Chromosome assignment of genes encoding the? and? subunits of glycoprotein hormones in man and mouse

Abstract

The chromosomal locations of the genes for the common α subunit of the glycoprotein hormones and the Β subunit of chorionic gonadotropin in humans and mice have been determined by restriction enzyme analysis of DNA isolated from somatic cell hybrids. The CGα gene (CGA), detected as a 15-kb BamHI fragment in human DNA by hybridization to CGα cDNA, segregated with the chromosome 6 enzyme markers ME1 (malic enzyme, soluble) and SOD2 (superoxide dismutase, mitchondrial) and an intact chromosome 6 in human-rodent hybrids.
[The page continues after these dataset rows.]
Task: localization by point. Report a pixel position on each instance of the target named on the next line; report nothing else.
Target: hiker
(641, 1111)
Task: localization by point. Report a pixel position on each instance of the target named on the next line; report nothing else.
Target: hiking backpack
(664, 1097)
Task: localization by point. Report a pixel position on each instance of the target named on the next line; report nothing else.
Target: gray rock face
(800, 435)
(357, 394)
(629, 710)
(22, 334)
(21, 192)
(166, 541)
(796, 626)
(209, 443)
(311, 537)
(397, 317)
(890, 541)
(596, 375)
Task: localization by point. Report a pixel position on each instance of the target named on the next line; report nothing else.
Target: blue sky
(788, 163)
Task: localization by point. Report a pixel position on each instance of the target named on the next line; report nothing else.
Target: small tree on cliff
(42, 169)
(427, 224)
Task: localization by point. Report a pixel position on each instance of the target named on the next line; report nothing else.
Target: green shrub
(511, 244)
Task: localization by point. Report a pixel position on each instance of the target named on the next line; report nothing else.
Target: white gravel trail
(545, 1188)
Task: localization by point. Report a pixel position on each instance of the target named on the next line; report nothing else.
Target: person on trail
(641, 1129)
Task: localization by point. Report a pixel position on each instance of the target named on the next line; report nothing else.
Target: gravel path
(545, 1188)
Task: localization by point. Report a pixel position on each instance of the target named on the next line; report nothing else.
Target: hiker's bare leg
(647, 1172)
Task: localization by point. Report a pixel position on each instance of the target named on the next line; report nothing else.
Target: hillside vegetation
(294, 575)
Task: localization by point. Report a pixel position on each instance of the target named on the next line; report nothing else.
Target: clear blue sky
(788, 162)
Cell hybrids containing portions of chromosome 6 allowed the localization of CGA to the q12 → q21 region. The >30- and 6.5-kb BamHI CGB fragments hybridizing to human CGΒ cDNA segregated concordantly with the human chromosome 19 marker enzymes PEPD (peptidase D) and GPI (glucose phosphate isomerase) and a normal chromosome 19 in karyotyped hybrids. A KpnI-HindIII digest of cell hybrid DNAs indicated that the multiple copies of the CGΒ gene are all located on human chromosome 19. In the mouse, the α subunit gene, detected by a mouse thyrotropin (TSH) α subunit probe, and the CGΒ-like sequences (CGΒ-LHΒ), detected by the human CGΒ cDNA probe, are on chromosomes 4 and 7, respectively.